A l'inverse, je ne me suis pas demandé hier si Mr N. était ou non un sale type, avant d'envoyer son petit garçon à la cantine avec un sourire et de tirer son père par la manche. Je savais juste qu'à la mort de sa femme, il s'est retrouvé très seul pour élever ses 4 fils, et qu'il avait bu avant de venir à la visite.
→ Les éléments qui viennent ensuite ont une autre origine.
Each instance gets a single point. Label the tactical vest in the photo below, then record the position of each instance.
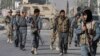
(63, 25)
(83, 37)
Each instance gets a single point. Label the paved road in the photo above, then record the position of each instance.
(10, 50)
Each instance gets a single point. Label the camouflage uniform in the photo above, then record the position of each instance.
(8, 20)
(22, 23)
(16, 30)
(84, 39)
(62, 27)
(36, 25)
(54, 36)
J'ai recraché le guide de la protekchion de l'enfanche, qui me gênait un peu, et je lui proposer de discuter un petit quart d'heure avec moi, et plus si affinités.
Pleurer, par exemple.
Des fois, y a , des fois y a pas.

8.1.07

matin sur la rivière.



Sous la quille,
inverse image du voyage
un tableau parfois.

6.1.07

Résolutions de début d'année.



Un jour, je vivrai
A Saint-Sauveur-Givre-en Mai,
Avec le chien Assis
Et le chat Mipatarôt.
Je planterai des Locard Teint Frais
et des Vertus Marteaux.
Je rapprocherai la Barbe de Moine
Et la Grosse Blonde Paresseuse.
Sous le blanc rosier Cuisse-de-nymphe,
Je boirais des Larmes Célestes,
Et bien sûr, de l'En Redrescul
Sous les roses Cuisse-de-Nymphe-Emue.
Rue Casse-la-Foi,
Ou Rue des Gâts-Prompts,
Pas loin en tous cas
Du Courseau-de-Risque-de-Vie.
Et viendront les Faces-de-Pioche
Les Bercés-Trop-Près-du Mur,
les Traines-Savates, les Claques-Patins,
Et les Marie-Couche-Toi-Là
Dans ma maison de Saint-Sauveur-Givre-en-Mai,
Au carrefour du Bouc Etourdi
Et de La Belle Inutile.

1.1.07

Kès tu voeux?


Il y a un monde entre ce que l'on peut souhaiter pour de vrai aux gens qu'on aime, et ce qu'on arrive à balbutier dans une pièce remplie de monde, entre deux naninanères à ceux qui nous indiffèrent.
On a rarement le courage, ou le tact nécessaire pour dire à l'une qu'on lui souhaite l'amoureux de sa réalité à la place de celui de ses rêves, à l'autre, qu'on croise souvent les doigts pour lui, à ce troisième qu'on voudrait qu'il se trouve aussi beau et charmant qu'on le voit nous-mêmes...
alors, flûte, cette année, c'est à moi, égoïstement, que je vais souhaiter des choses:
Lundi, être émue avec...
Mardi, me fendre la poire avec...
Mercredi, me souvenir avec...
Jeudi, réfléchir avec...
Vendredi, jouer avec...
Samedi, sentir avec...
Dimanche, songer avec...
avec vous, les autres, ceux que je n'ai pas encore rencontrés, ceux qui vont resurgir de ma mémoire, ceux dont je ne connais que les mots, ceux dont la voix me bouleverse, ceux dont je reconnais l'odeur et le pas dans l'escalier, ceux qui prennent des photos, et les rendent mille fois plus belles, ceux qui mettent de la musique un peu partout, ceux qui lisent sans faire de commentaire, ceux qui envoient un petit mot, ceux qui bousculent, ceux qui lissent, ceux qui décalent, ceux qui fouinent et qui trouvent, les quantiques, les relatifs, les positifs, les mi-figues, mi-raisins, les moutons à cinq pattes, les poétiques, les polémiques, ceux qui écrivent parce que, vraiment, ils ne peuvent pas faire autrement, ceux qui s'arrêtent parce que leurs écrits leur font soudain une peau morte qu'il faut quitter, mais qui laissent, quand même les autres se nourrir de ce qui a surgi, ceux qui rêvent de voir les pistes d'atterrissage éclairées au chandelles, et ceux qui boivent du thé au beurre de yack, ceux dont les messages sont contenus tout entiers dans les liens, ceux qui pensent et font penser en diptyque, ceux qui font des confitures, ceux qui envoient des sucettes en forme de Babar, ceux qui remontent le temps, ceux qui mettent un jour devant l'autre,

ceux qui, assez rarement pieusement, mais souvent copieusement.

Me permettez vous de vous en souhaiter de même?